“The Examination of William Thorpe,” from John Foxe’s The Acts and Monuments of the Christian Church (John Cumming, 1851).
The Testimony of William Thorpe was well-known from the fifteenth century. It tells of Thorpe’s arrest and confrontation with a hidebound religious system. A century later, John Foxe included Tyndale’s “modernized” version in his Actes and Monuments, or the Book of Martyrs. Although the manuscript dates from Thorpe’s time, scholars now question whether Thorpe ever existed, as there is no independent confirmation of his appearance before Archbishop Arundel and the manuscript is a fairly polished work. However, men of the era accepted it as authentic, as did William Tyndale in the following century, and it is, at the very least, an authentic picture of what Lollards believed and suffered.
Archbishop Arundel was the prelate who drafted the law which prohibited English Christians from possessing scripture and who had the Lollard priest, William Sawtrey, burned to death as a heretic. Lollards were advocates of John Wycliffe’s reforming ideas.
One of Europe’s most renowned philosophers and scholars, John Wycliffe chose to serve the common people and risked himself to provide the Scriptures for the people.
Thorpe also was a Lollard. He sparred with Arundel, gave a lengthy testimony to Christ, and defended his Lollard beliefs, agreeing only to accept any teaching of the church which agreed with the words of Christ and the apostles. Arundel declared him a heretic and sent him to prison.
John Foxe, unable to locate any record of Thorpe’s end, thought it most likely the man was secretly made away with or else died of sickness in his dungeon. The version below is given in modern English.

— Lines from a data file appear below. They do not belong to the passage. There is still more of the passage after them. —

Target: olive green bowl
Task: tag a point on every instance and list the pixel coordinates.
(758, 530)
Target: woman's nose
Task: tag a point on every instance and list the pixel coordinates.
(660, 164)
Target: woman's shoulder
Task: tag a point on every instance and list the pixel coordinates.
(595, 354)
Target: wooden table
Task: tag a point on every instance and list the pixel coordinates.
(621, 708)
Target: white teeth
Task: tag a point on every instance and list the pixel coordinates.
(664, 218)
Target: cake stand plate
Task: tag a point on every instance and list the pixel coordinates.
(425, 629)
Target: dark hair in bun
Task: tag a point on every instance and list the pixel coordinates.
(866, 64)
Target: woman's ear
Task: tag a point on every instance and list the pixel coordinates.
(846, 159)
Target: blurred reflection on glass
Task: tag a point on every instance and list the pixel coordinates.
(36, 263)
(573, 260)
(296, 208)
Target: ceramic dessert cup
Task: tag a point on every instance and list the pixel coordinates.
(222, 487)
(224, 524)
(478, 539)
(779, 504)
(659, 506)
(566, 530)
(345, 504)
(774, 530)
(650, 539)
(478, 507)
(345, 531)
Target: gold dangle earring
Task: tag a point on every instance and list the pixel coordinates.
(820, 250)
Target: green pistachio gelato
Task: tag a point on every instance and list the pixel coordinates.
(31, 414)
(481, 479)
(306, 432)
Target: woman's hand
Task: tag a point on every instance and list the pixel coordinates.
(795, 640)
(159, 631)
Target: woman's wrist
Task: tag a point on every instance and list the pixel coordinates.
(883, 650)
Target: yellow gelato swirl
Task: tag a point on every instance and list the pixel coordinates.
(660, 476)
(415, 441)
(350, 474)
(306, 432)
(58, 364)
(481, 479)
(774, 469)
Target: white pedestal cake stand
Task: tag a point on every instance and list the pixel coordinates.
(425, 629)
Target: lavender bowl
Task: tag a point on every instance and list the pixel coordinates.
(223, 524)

Excerpt from the Testimony of William Thorpe.
Then after a while the archbishop said to me, “Will you not submit to the ordinance of holy church?”
And I said, “Sir, I will gladly submit myself, with the stipulations I gave you before.”
Then the archbishop ordered the constable to take me away quickly.
And so I was led out then, and brought into a foul, dishonorable prison, where I had never been before. But thanks be to God, when all men were gone away from me, and had barred fast the prison door after them, and when I was alone, I busied myself with thinking on God, and thanking him for his goodness. And I was then greatly comforted in all my thoughts, not only because I was delivered for a time from the sight, from the hearing, from the presence, from the scorn, and from the menaces of my enemies; but much more I rejoiced in the Lord, because through his grace he kept me so that, despite the flattery (especially), and despite the threats of my adversaries, I got away from them without heaviness and anguish of my conscience.* For as a tree laid upon another tree athwart or cross-wise, so were the archbishop and his three clerks always contrary to me, and I to them.
*He means he would have had a bad conscience if he had yielded to their threats and betrayed the truth.